For the workouts, you’ll need a couple sets of dumbbells at least or a set of bands. If money is not an issue, I recommend a light, medium and heavy set of dumbbells. You could do a medium and heavy set as well as a set of bands to sort of hit anything in between.

I have adjustable dumbbells from Bowflex that I like. I also have a set of 3 lb dumbbells and 8 lb dumbbells.

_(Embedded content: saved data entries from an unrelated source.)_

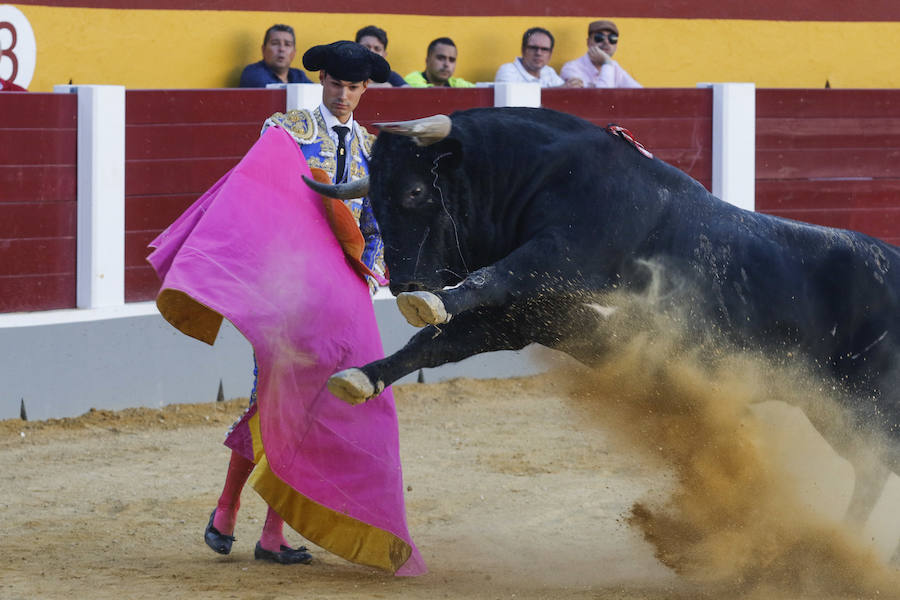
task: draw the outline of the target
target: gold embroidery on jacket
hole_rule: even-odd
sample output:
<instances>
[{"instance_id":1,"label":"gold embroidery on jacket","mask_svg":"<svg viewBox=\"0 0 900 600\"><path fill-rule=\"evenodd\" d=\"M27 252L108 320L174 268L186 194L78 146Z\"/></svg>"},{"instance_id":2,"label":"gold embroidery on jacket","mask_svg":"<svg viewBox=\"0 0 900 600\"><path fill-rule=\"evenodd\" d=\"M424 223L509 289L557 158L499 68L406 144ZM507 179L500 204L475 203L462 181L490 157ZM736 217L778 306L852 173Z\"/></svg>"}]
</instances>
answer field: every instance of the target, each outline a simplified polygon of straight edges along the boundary
<instances>
[{"instance_id":1,"label":"gold embroidery on jacket","mask_svg":"<svg viewBox=\"0 0 900 600\"><path fill-rule=\"evenodd\" d=\"M316 111L318 113L318 111ZM289 110L287 113L275 113L269 117L286 129L298 142L309 143L315 139L319 128L308 110Z\"/></svg>"},{"instance_id":2,"label":"gold embroidery on jacket","mask_svg":"<svg viewBox=\"0 0 900 600\"><path fill-rule=\"evenodd\" d=\"M370 156L372 156L372 145L375 143L375 139L378 136L375 136L375 135L372 135L371 133L369 133L368 130L366 130L366 128L363 127L362 125L360 125L357 128L357 131L359 131L362 134L363 152L366 154L366 158L369 158Z\"/></svg>"},{"instance_id":3,"label":"gold embroidery on jacket","mask_svg":"<svg viewBox=\"0 0 900 600\"><path fill-rule=\"evenodd\" d=\"M309 111L305 111L309 114ZM306 159L307 164L311 168L319 168L328 173L328 177L334 181L334 172L337 171L337 160L335 160L334 140L328 135L328 127L325 125L325 119L322 113L316 109L312 111L311 117L315 119L318 136L315 142L319 142L319 153Z\"/></svg>"},{"instance_id":4,"label":"gold embroidery on jacket","mask_svg":"<svg viewBox=\"0 0 900 600\"><path fill-rule=\"evenodd\" d=\"M306 162L310 168L322 169L334 180L337 170L337 146L328 134L328 127L322 113L316 110L290 110L287 113L275 113L269 117L269 121L287 130L298 143L321 144L319 152L310 156ZM372 153L372 145L376 136L369 133L362 125L356 124L356 135L350 141L350 167L348 181L355 181L368 175L363 166L363 159L368 159ZM346 203L348 206L350 203ZM350 207L354 216L359 219L359 207Z\"/></svg>"}]
</instances>

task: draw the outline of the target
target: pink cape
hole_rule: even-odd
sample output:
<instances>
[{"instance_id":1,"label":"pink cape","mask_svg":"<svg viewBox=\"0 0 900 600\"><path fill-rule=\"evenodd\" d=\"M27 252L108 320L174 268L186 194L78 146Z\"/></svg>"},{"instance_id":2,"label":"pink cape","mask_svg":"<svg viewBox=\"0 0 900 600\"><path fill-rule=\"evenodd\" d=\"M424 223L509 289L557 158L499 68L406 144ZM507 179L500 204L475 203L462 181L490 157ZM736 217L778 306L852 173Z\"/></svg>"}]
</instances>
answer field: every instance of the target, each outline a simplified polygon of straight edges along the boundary
<instances>
[{"instance_id":1,"label":"pink cape","mask_svg":"<svg viewBox=\"0 0 900 600\"><path fill-rule=\"evenodd\" d=\"M368 286L301 174L311 177L297 144L268 129L150 244L157 305L187 335L212 344L224 317L252 344L258 431L275 475L254 483L266 501L348 560L418 575L393 395L350 406L325 385L384 351Z\"/></svg>"}]
</instances>

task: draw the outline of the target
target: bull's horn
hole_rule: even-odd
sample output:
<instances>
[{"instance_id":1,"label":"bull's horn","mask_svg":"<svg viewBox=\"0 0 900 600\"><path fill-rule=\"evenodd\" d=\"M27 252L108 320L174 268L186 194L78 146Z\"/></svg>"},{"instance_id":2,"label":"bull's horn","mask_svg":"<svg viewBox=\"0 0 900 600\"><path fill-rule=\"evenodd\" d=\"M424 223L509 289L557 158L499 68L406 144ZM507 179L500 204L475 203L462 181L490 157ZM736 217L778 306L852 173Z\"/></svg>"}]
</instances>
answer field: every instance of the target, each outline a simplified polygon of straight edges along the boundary
<instances>
[{"instance_id":1,"label":"bull's horn","mask_svg":"<svg viewBox=\"0 0 900 600\"><path fill-rule=\"evenodd\" d=\"M355 181L347 183L319 183L314 179L303 175L303 181L306 182L313 191L319 192L323 196L329 198L340 198L341 200L350 200L351 198L362 198L369 193L369 178L363 177Z\"/></svg>"},{"instance_id":2,"label":"bull's horn","mask_svg":"<svg viewBox=\"0 0 900 600\"><path fill-rule=\"evenodd\" d=\"M419 146L429 146L450 135L451 123L447 115L434 115L414 121L375 123L375 126L382 131L411 137Z\"/></svg>"}]
</instances>

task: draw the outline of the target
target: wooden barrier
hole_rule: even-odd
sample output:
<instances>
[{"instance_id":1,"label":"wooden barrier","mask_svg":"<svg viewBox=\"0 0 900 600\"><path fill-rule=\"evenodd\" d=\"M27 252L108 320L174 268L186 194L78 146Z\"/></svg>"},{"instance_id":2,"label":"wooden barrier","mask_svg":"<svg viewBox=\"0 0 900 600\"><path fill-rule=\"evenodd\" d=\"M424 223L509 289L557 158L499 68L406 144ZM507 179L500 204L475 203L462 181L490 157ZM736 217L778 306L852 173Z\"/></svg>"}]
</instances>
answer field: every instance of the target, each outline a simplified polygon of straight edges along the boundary
<instances>
[{"instance_id":1,"label":"wooden barrier","mask_svg":"<svg viewBox=\"0 0 900 600\"><path fill-rule=\"evenodd\" d=\"M75 306L77 108L0 94L0 312Z\"/></svg>"},{"instance_id":2,"label":"wooden barrier","mask_svg":"<svg viewBox=\"0 0 900 600\"><path fill-rule=\"evenodd\" d=\"M284 90L128 90L125 94L125 300L156 297L147 244L259 138Z\"/></svg>"},{"instance_id":3,"label":"wooden barrier","mask_svg":"<svg viewBox=\"0 0 900 600\"><path fill-rule=\"evenodd\" d=\"M900 243L900 91L757 90L758 210ZM0 94L0 312L74 308L77 102ZM147 243L284 110L284 90L127 90L125 300L152 299ZM542 105L631 130L712 185L709 89L543 90ZM492 106L491 88L373 88L364 125Z\"/></svg>"},{"instance_id":4,"label":"wooden barrier","mask_svg":"<svg viewBox=\"0 0 900 600\"><path fill-rule=\"evenodd\" d=\"M900 90L758 90L756 208L900 244Z\"/></svg>"},{"instance_id":5,"label":"wooden barrier","mask_svg":"<svg viewBox=\"0 0 900 600\"><path fill-rule=\"evenodd\" d=\"M550 89L541 103L600 127L621 125L660 159L712 189L711 90Z\"/></svg>"}]
</instances>

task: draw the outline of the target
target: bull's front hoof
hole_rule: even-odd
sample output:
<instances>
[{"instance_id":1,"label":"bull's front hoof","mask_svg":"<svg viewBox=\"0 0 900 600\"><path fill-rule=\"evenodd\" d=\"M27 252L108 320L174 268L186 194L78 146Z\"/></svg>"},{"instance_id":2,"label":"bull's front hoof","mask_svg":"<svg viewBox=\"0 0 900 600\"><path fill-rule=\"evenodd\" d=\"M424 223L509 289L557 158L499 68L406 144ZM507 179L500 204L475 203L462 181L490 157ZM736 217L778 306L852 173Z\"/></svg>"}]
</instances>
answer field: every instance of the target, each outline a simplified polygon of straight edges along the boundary
<instances>
[{"instance_id":1,"label":"bull's front hoof","mask_svg":"<svg viewBox=\"0 0 900 600\"><path fill-rule=\"evenodd\" d=\"M344 369L328 378L328 391L347 404L362 404L376 394L369 377L359 369Z\"/></svg>"},{"instance_id":2,"label":"bull's front hoof","mask_svg":"<svg viewBox=\"0 0 900 600\"><path fill-rule=\"evenodd\" d=\"M440 325L450 320L444 303L431 292L403 292L397 296L397 308L414 327Z\"/></svg>"}]
</instances>

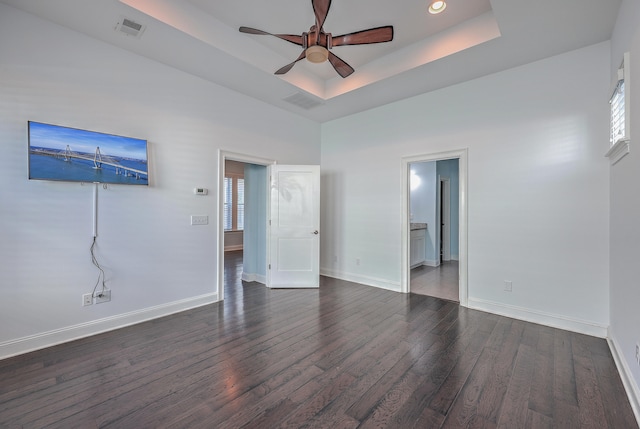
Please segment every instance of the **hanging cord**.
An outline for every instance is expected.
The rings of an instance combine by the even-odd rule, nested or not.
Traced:
[[[98,280],[96,280],[96,285],[93,288],[93,293],[91,294],[92,297],[96,297],[96,296],[102,296],[102,294],[104,293],[105,289],[107,288],[107,286],[105,285],[105,278],[104,278],[104,270],[102,269],[102,267],[100,266],[100,263],[98,262],[98,259],[96,258],[96,254],[95,254],[95,249],[96,247],[96,237],[93,237],[93,242],[91,243],[91,263],[93,263],[93,265],[95,265],[98,270],[100,270],[100,272],[98,273]],[[98,293],[98,295],[96,295],[96,290],[98,290],[98,285],[100,284],[100,279],[102,279],[102,289],[100,290],[100,293]]]

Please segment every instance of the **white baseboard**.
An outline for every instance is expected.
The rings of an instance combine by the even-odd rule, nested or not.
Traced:
[[[620,346],[611,332],[611,329],[609,329],[607,342],[609,343],[609,349],[611,349],[613,360],[618,368],[618,373],[620,373],[624,390],[627,392],[627,397],[631,403],[631,409],[633,409],[636,421],[638,422],[638,425],[640,425],[640,388],[638,388],[638,383],[636,383],[633,375],[631,374],[631,369],[624,358],[624,354],[620,352]]]
[[[564,329],[566,331],[578,332],[580,334],[591,335],[599,338],[607,337],[607,326],[586,320],[572,319],[558,314],[545,313],[543,311],[532,310],[530,308],[471,297],[468,301],[468,307],[474,310],[486,311],[500,316],[550,326],[552,328]]]
[[[242,249],[243,249],[242,244],[236,244],[234,246],[224,246],[225,252],[233,252],[234,250],[242,250]]]
[[[267,276],[263,276],[262,274],[251,274],[242,272],[242,281],[245,282],[258,282],[263,285],[267,284]]]
[[[380,289],[400,292],[400,283],[391,282],[389,280],[363,276],[361,274],[346,273],[344,271],[335,271],[329,268],[320,268],[320,274],[339,280],[345,280],[348,282],[360,283],[367,286],[374,286]]]
[[[118,314],[116,316],[105,317],[91,322],[80,323],[78,325],[67,326],[65,328],[54,329],[28,337],[0,343],[0,359],[6,359],[34,350],[40,350],[55,346],[80,338],[90,337],[125,326],[135,325],[151,319],[169,316],[174,313],[189,310],[203,305],[213,304],[218,301],[217,293],[200,295],[180,301],[157,305],[155,307],[144,308],[129,313]]]
[[[451,255],[451,259],[444,260],[444,262],[450,262],[450,261],[458,262],[458,255],[455,255],[455,256]],[[424,261],[420,265],[426,265],[427,267],[439,267],[440,266],[440,261],[427,259],[426,261]]]

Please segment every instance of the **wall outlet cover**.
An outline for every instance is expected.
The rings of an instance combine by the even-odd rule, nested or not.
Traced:
[[[86,307],[87,305],[93,305],[93,295],[90,293],[82,295],[82,306]]]
[[[100,292],[96,292],[96,304],[102,304],[103,302],[111,301],[111,290],[105,289]]]

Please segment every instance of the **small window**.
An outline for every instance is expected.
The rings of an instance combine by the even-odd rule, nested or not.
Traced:
[[[625,64],[627,67],[625,67]],[[609,143],[611,149],[606,156],[614,165],[629,153],[631,140],[630,124],[629,124],[629,53],[625,53],[622,64],[618,69],[616,79],[612,85],[611,98],[609,105],[611,107]]]
[[[237,176],[224,178],[224,210],[222,220],[225,231],[244,229],[244,179]]]
[[[609,105],[611,106],[611,146],[620,140],[629,140],[629,53],[624,54],[618,69]]]
[[[613,96],[609,101],[611,104],[611,145],[614,145],[618,140],[623,140],[627,137],[625,125],[625,103],[624,103],[624,79],[618,81],[616,89],[613,91]]]

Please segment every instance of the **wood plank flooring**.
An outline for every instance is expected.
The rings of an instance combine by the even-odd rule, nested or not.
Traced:
[[[445,261],[437,267],[421,265],[410,275],[411,293],[460,302],[458,261]]]
[[[0,427],[638,427],[602,339],[233,256],[224,302],[0,361]]]

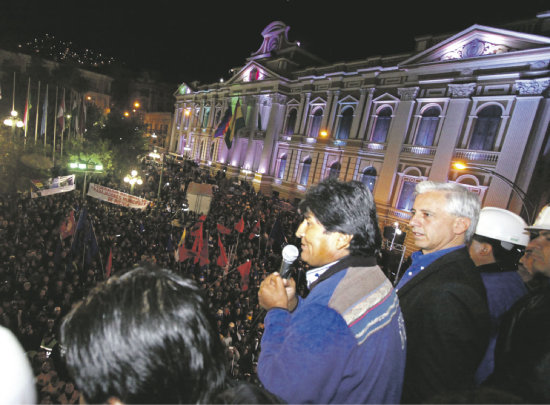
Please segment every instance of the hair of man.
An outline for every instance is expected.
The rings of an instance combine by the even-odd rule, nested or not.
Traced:
[[[61,344],[86,401],[207,403],[224,350],[200,289],[153,265],[100,283],[64,318]]]
[[[312,187],[300,202],[328,232],[352,235],[351,256],[377,255],[382,243],[376,205],[370,190],[359,181],[326,179]]]
[[[438,183],[426,180],[418,183],[415,188],[416,195],[432,191],[444,193],[447,199],[445,206],[447,213],[470,220],[470,226],[464,234],[464,242],[469,243],[479,220],[481,203],[478,196],[458,183]]]

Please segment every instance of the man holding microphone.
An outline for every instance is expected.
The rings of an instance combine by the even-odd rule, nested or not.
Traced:
[[[269,275],[258,362],[264,387],[288,403],[398,403],[406,338],[397,295],[377,265],[381,236],[362,183],[326,180],[300,203],[296,236],[309,294]]]

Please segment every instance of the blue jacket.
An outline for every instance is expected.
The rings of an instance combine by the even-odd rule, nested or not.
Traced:
[[[331,266],[290,313],[265,317],[258,376],[289,403],[398,403],[406,358],[397,295],[374,258]]]
[[[495,366],[495,345],[502,316],[525,294],[527,287],[517,271],[503,271],[497,263],[478,266],[481,279],[487,290],[487,303],[491,317],[491,337],[475,375],[476,384],[481,384]]]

I suggest my client grab a set of 3-8 lbs dumbbells as well as a second set of dumbbells 12-20 lbs. Think chest press and deadlifts for heavier set. I have bands as well that I use when I travel or if I need something in between weight wise. I also love my Finer Form bench and Peloton to complete my little home gym.

Intermittent Fasting and Breastfeeding

I wrote a long blog post on Intermittent Fasting and Breastfeeding before Elle was born.

Here is the video version of it below and here is the written.

Generally speaking, most clients, myself included, do not experience a decrease in milk supply using the methods promoted in the FASTer Way to Fat Loss.

I began Intermittent Fasting with a twelve hour protocol around 6 weeks postpartum with Elle. I did not have the motivation or time to track macros and just focused on eating whole foods. It took me until 12-16 weeks to get motivated to track macros.

I recommend my newly postpartum clients start with a 12 hour fasting window. If they feel good, I encourage them to go to a 14 hour window and eventually 15 hour maximum.

They key to maintaining supply is to eat enough calories in their feeding window and drinking enough water! I recommend 1/2 your bodyweight in ounces PLUS extra water if you are exercising, about 12 ounces for every 30 minutes.

If you aren’t sure how much you should be eating, in the FASTer Way, we determine your macro goals in week 2. I recommend my newly postpartum clients select ONE activity level higher than what they identify with. So if you are “active” with 3-5 workouts a week, select “very active” to account for extra calories required by the demands of breastfeeding.

Over exercising will effect your supply. Creating too much of a macro/caloric deficit will effect your supply. You only need 20-40 minutes of exercise 3-5x a week to see results. Don’t overdo it if you want to see change.

Carb Cycling while Breastfeeding

When it comes to the FASTer Way To Fat Loss, we are not a low carb program but we do eat low carb 2 days a week intentionally paired with HIIT workouts to maximize our bodies fat burning potential! While most of my clients consume 50 net grams of carbohydrates, my clients who are nursing should aim for 100 net which is your total carbohydrates minus fiber. If you feel like garbage on 100 net then clients may bump up to 125 or 150, especially if they are very newly postpartum.

Macro Tracking

Macro tracking can be difficult for many clients who have new babies. For clients who don’t want to stress about this, they may opt to just follow the meal plan exclusively which is easy to do in our app and then will just add in a 200-300 calorie snack to hit their macro goals.

“Why am I not losing weight?”

Many women expect the weight to just fall off after the baby is born, especially if they are nursing. Many of us do not experience this magical disappearing act. Things that effect your body’s ability to lose weight include sleep and stress. New moms should be aware that they may not be able to lose weight if they are not sleeping enough or overly stressed. You can thank your hormones for that one! Similarly breastfeeding does have an effect on hormones as well so some people struggle with the last bit of weight until they completely wean their child.

Take a deep breath, enjoy the baby snuggles. There will be a time where you can put yourself first. The time might be now if you have good help but if you don’t, focus on progress not perfection and avoid weighing yourself! Focus on how your clothes fit, your energy levels and cravings! You got this.

If you are pregnant, many of these modifications work as well!